Photo by Kyle Thompson
A few Novembers ago, my wife and I traveled to Ohio to visit family—and hunt rabbits. Come first day, though, the focus shifted to geese, thanks to cold weather, snow, and a steady stream of honkers. The only problem? No decoys. However, with some quick thinking and an hour or so of arts-and-crafts time, we were able to assemble a dozen silhouette decoys that looked good enough to kill a limit of Canadas. Here's how we made them.
What you'll need
-Cardboard sheets (approx. 36x36 inches)
-Paint stir sticks (one for each decoy)
-Matte spray paint (gray, white, black, and brown)
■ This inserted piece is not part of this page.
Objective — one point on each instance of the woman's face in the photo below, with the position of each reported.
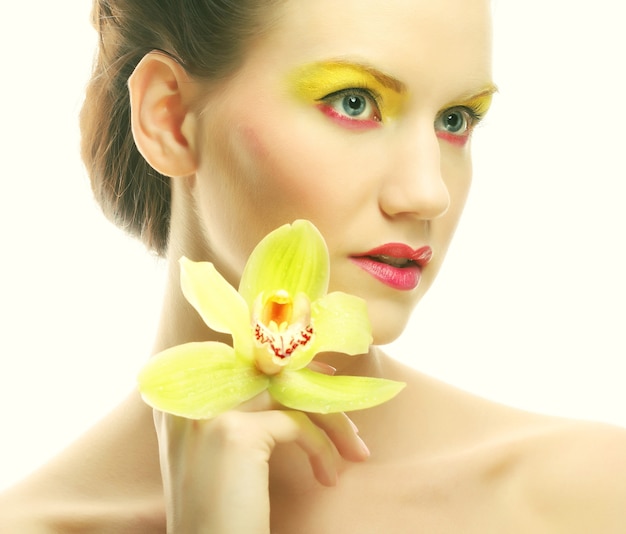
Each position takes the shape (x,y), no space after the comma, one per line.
(355,115)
Ask for some empty cardboard boxes at your local market or grocery store. Look for bigger boxes. (You're going to need sheets of cardboard that measure about 36 x 36 inches.) Carefully break down the boxes with a utility knife.
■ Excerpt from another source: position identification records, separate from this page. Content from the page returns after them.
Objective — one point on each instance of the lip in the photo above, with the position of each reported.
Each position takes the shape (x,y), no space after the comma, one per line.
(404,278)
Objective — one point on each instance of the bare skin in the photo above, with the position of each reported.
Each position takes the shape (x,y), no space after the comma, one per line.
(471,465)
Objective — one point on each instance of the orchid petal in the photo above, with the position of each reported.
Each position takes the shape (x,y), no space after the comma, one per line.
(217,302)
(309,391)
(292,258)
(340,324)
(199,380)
On three of the cardboard sheets, draw—to the best of your artistic abilities—the outlines of Canada geese in various body postures—sentry, feeder, feeder with an outstretched neck—then carefully cut along the lines.
Use the silhouettes you cut out in Step 2 to trace more geese on the other cardboard sheets, and cut along the lines. Next, staple a stir stick to each decoy and cut each bottom to a point so you can stake the deke into the ground.
Shake the cans and start painting. Heads and necks are black. Chests are gray, blending into white from belly to tail. Backs are black with a mist of brown. It's not a bad idea to paint the legs (in this case, the stir stick) black, too.